“Papà vai avanti, mi dicono le mie tre figlie. Questo mi dà forza e coraggio, anche se devo vivere sotto scorta, con due auto blindate e la mia casa, la casa della mia famiglia, è presidiata dalle forze dell’ordine”.
Giuseppe Antoci, presidente del Parco dei Nebrodi, parla con noi a un anno dall’attentato di stampo mafioso che subì e dai cui si salvò per l’auto blindata e l’intervento dei poliziotti che lo proteggevano.“Mi sento un po’ un miracolato”, ci dice Antoci.
Era la notte tra il 17 e il 18 maggio. L’auto di Antoci procede nella zona del bosco di Miraglia, tra Cesarò e San Fratello, ma deve fermarsi per alcuni massi, posizionati apposta per ostruire la strada. Scatta l’agguato. Alcuni uomini iniziano a sparare con dei fucili contro il veicolo. Si scatena un duro conflitto a fuoco tra i poliziotti e gli aggressori che poi scappano, lasciando anche alcune molotov, che probabilmente servivano a incendiare l’auto di Antoci.
La Dda, direzione antimafia di Messina, in questi giorni ha inviato 14 avvisi di garanzia per tentato omicidio. Nell’agguato furono ritrovati ai bordi della strada delle molotov e diversi mozziconi di sigarette. I sospettati saranno sottoposti al test del Dna.
Tra le piste che seguono gli investigatori c’è quella della cosiddetta “mafia dei pascoli” che potrebbe aver reagito con le armi contro Antoci per i controlli messi in atto dallo Stato sul business dei finanziamenti pubblici europei per il settore agricolo, grazie al protocollo di legalità voluto dal presidente del Parco dei Nebrodi. Certo è che l’azione di Antoci ha dato fastidio a molti criminali.
“Abbiamo bloccato gli sporchi affari sui terreni demaniali sempre ottenuti dai mafiosi in concessione da amministratori corrotti o impauriti a 30 euro per ettaro – spiega Antoci – anziché tremila euro, per accaparrarsi dalla Ue fondi da 500mila euro cadauno per colture mai impiantate”. La posta in gioco per i gruppi criminali è alta.

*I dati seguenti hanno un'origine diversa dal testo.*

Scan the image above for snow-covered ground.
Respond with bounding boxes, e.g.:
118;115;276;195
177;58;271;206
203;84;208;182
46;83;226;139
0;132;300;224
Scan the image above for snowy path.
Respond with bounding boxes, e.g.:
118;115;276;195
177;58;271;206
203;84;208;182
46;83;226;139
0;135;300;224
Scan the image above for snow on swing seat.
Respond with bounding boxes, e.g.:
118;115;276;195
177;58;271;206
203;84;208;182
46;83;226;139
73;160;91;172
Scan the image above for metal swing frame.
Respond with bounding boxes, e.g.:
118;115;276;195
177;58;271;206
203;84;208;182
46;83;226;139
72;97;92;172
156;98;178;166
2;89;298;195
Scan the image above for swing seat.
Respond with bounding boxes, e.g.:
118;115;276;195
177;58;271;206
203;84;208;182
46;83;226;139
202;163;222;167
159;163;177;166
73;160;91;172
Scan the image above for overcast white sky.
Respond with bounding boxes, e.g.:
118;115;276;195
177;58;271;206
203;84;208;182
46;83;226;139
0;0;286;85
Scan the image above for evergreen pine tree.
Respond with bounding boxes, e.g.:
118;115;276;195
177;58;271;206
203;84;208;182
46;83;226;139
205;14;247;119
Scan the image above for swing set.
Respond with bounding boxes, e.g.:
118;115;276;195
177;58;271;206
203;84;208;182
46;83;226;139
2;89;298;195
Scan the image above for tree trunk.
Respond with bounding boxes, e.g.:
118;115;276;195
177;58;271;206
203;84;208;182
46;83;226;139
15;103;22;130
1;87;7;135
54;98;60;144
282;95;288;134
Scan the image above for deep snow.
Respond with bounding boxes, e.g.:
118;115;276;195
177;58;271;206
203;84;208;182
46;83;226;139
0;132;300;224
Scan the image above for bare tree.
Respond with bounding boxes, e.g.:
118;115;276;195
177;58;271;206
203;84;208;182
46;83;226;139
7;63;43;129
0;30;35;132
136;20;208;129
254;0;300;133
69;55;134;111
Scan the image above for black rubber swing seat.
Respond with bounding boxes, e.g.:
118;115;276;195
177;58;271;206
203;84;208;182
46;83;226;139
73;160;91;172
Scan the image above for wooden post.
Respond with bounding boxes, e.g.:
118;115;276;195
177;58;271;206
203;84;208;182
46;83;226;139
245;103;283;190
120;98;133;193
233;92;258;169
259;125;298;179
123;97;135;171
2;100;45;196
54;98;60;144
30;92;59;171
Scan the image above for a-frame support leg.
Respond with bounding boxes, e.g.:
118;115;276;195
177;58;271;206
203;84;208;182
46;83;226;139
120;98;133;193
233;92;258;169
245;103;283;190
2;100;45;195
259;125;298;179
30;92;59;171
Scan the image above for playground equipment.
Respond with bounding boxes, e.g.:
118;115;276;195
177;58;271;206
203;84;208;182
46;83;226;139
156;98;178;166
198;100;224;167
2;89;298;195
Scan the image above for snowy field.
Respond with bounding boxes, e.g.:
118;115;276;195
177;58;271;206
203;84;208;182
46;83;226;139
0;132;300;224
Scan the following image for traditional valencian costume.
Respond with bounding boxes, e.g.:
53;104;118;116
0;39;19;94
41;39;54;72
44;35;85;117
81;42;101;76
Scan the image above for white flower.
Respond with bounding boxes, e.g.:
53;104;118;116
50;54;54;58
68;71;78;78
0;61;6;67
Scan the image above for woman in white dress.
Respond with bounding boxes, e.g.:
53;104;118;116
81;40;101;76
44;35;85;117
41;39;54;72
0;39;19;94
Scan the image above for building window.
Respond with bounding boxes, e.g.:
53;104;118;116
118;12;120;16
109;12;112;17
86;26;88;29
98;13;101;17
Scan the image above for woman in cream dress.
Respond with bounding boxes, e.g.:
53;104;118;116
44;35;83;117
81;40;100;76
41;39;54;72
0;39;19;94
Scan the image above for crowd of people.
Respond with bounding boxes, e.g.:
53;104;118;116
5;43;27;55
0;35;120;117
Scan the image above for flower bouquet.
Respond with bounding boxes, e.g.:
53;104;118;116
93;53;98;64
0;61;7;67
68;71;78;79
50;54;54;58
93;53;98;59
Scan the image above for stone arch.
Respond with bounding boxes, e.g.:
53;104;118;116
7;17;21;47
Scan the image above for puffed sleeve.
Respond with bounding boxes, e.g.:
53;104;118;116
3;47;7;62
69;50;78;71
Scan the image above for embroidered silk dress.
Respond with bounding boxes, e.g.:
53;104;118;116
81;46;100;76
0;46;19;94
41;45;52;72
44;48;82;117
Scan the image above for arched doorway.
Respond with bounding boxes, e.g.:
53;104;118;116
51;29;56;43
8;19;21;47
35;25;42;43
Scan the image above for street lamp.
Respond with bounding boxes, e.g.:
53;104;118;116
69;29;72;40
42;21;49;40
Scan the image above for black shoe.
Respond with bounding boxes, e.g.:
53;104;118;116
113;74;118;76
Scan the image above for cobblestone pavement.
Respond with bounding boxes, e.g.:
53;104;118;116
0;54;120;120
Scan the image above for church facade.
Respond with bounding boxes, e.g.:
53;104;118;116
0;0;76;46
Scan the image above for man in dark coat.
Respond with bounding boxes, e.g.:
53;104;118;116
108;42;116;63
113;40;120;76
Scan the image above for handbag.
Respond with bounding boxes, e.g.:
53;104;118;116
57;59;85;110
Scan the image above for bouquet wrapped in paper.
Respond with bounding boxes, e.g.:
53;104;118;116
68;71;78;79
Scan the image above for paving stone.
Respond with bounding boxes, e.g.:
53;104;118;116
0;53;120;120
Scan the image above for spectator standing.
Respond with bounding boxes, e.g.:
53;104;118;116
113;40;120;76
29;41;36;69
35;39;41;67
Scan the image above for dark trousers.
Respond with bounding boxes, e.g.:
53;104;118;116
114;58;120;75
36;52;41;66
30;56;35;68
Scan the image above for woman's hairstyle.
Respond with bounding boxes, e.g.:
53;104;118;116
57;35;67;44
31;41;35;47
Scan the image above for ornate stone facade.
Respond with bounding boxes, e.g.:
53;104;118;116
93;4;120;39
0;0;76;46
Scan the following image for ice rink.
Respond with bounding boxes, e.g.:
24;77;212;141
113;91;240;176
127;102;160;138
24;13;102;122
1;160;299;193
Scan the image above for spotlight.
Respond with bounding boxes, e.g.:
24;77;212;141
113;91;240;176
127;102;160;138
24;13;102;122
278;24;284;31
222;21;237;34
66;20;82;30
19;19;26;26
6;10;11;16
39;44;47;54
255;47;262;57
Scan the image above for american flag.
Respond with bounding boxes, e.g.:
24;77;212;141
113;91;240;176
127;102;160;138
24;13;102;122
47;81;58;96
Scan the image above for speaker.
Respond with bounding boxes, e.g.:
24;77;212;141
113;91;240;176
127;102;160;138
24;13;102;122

L’Unione Europea, infatti, invia ingenti quantità di denaro per far sì che i terreni siciliani vengano utilizzati proprio allo scopo di far pascolare il bestiame e di incrementare la biodiversità. Il parco dei Nebrodi, con i suoi quasi 90mila metri quadrati è la più grossa riserva naturale protetta della Sicilia.
Presidente Antoci, come commenta questi avvisi di garanzia per l’attentato nei suoi confronti?
“Sono contento perché a un anno dall’attentato e con la mia vita blindata questa notizia mi dà la forza per continuare la mia battaglia per la legalità, e mi conferma che non si sbaglia a porre la massima fiducia nell’operato della polizia, della magistratura e della giustizia”.
Qual è la sua battaglia?
“E’ per la legalità, perché i fondi europei per i Nebrodi vadano alle persone per bene, ai giovani che vogliono aprire un’attività, agli agricoltori onesti, e non ai mafiosi”.
A un anno dall’attentato nei suoi confronti che riflessione fa?
“Io non potrò mai più essere come prima di quell’attentato. Non potrò esserlo più io, le mie figlie, mia moglie, e coloro che con me hanno vissuto quelle ore drammatiche, quando mi spararono”.
Perché?
“Perché si cambia, perché la vita diventa un’altra, perché le preoccupazioni, i sogni sono diversi e quindi diventi un’altra persona. Però poi quando io giro per le scuole, quando vedo tanti ragazzi, tanta gente per bene che credono nella legalità e non mi dicono ‘presidente vada avanti’, ma ‘presidente andiamo avanti’, allora mi rincuoro e dico: sì, forse sono cambiato, ma forse sono diventato un uomo migliore”.
A lei è stata rafforzata la scorta?
“Guardi, io ho un regime di protezione elevatissimo. Nel 2016 lo avevo minore, quando subii l’attentato e devo dire grazie alla mia scorta, che mi ha protetto, devo tutto a loro se sono ancora vivo. Da allora sono state rafforzate le protezioni nei miei confronti. Mi muovo con due macchine blindate, mentre le forze dell’ordine presidiano la mia abitazione”.
Tutto ciò cosa significa per lei?
“E’ una situazione che non auguro a nessuno, perché perdere la libertà è una cosa violenta”.
Ne vale, ne valeva la pena?
“Guardi quando io guardo questi ragazzi nelle scuole, quando giro l’Italia a parlare di legalità, e vedo persone a cui scendono le lacrime quando racconto la scelta delle mie figlie che mi dicono ‘papà vai avanti’, allora penso: sì, ne vale la pena, certo che ne vale la pena”.